January 18, 2017
Flu kills. Not so much during the 2016-2017 season, which is peaking in terms of numbers in Philadelphia and Pennsylvania, yet remains relatively mild in terms of severity, according to the city’s health department.
But 99 years ago, Philadelphia was the epicenter for the one of deadliest diseases in history.
Around the world, the Spanish Influenza outbreak of 1918-1919 killed as many or more people in a few months than the Black Plague did in years.
Flu infected about half the world's population in 1918, killing 50 million people globally. Some estimates put the death toll at as many as 100 million. More than 25 percent of the U.S. population became sick. About 675,000 Americans died.
But the hardest hit place worldwide was Philadelphia.
The city had more than 47,000 reported cases. More than 30 percent of the city’s 1.6 million residents contracted flu.
In fewer than five weeks, from September until early November 1918, more than 12,000 Philadelphians died – meaning more than 25 percent of those who contracted the flu in the city died, a far greater percentage than elsewhere.
Public places – such as churches, schools, and bars – closed as officials struggled to get a handle on the outbreak. Camden, on the other hand, kept its bars open, and Philadelphians crossed the river in droves. Camden eventually closes its bars, too, worried about the spread of the disease. Some local businesses closed voluntarily, others loaned their delivery trucks to authorities to offer assistance.What made the flu so devastating, especially in Philly?
First, there was the science.What exactly caused the flu remained unknown because the study of viruses was still in its infancy; viruses were so small they could not readily be filtered, seen and examined. Scientists did not identifying the correct virus causing influenza until 1933.
Karie Youngdahl, of the Philadelphia College of Physicians’ “History of Vaccines” site, said mistaken efforts to immunize patients against bacteria at least clarified that a virus was the cause of flu. (The College of Physicians of Philadelphia is making plans for an anniversary exhibit on the outbreak.)
But that doesn’t explain: Why Philadelphia?
Stacey Peeples, the curator of Pennsylvania Hospital's Historic Collections, has answers drawn from the archives of the oldest hospital in the country.
There was the military fighting World War I, troops crammed in close living quarters, around-the-world military movements, Peeples said, and the deployment of the majority of Pennsylvania Hospital's medical personnel to a hospital in France.
Sailors, assigned overseas, brought the virulent strain of the disease from Europe in the fall of 1918, first to Boston, then to the U.S. Navy Yard in South Philly.
On Sept. 28, 1918, sailors and soldiers mixed among citizens as 200,000 people turned out for a Liberty Loan Drive parade on Broad Street.
Within days, more than 600 people in Philadelphia had contracted the disease.
The University of Pennsylvania, which now operates Pennsylvania Hospital as a part of Penn Medicine, got hit especially hard.
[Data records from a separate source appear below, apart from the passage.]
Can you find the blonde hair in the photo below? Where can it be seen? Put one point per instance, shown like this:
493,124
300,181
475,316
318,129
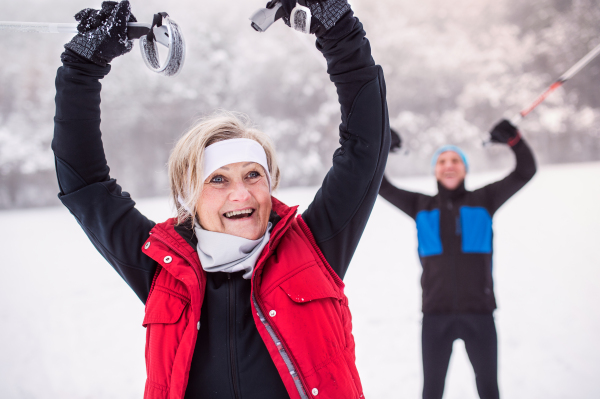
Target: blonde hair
187,157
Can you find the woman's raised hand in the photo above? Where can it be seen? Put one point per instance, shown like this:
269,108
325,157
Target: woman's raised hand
102,34
325,13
Many of its students, living in close quarters in a military officer training program and in dorms, contracted the flu.
Meanwhile, Pennsylvania Hospital – understaffed because so many doctors and nurses were in France – treated the first wave of sick sailors. Peeples said two nurses and an ambulance driver soon died from the flu.
In the coming days, an average of 28 nurses on any given day were stricken with flu, further reducing the medical personnel available. And there simply were not enough beds available, meaning the hospital accepted only the sickest patients.
Nursing students were pressed into service at the hospital, Peeples said, and they were soon augmented by untrained volunteers from the community. But infections “snowballed.”
Burial were not taking place fast enough to keep pace with the rate at which people were dying — sometimes hundreds awaited burials.
Then at the end of October, the disease suddenly eased up in Philadelphia. Churches reopened on Oct. 27, with other public places soon following. Many believe the virus mutated, causing it to spread more slowly, become less deadly.
By February, the Spanish influenza pandemic was at an end worldwide.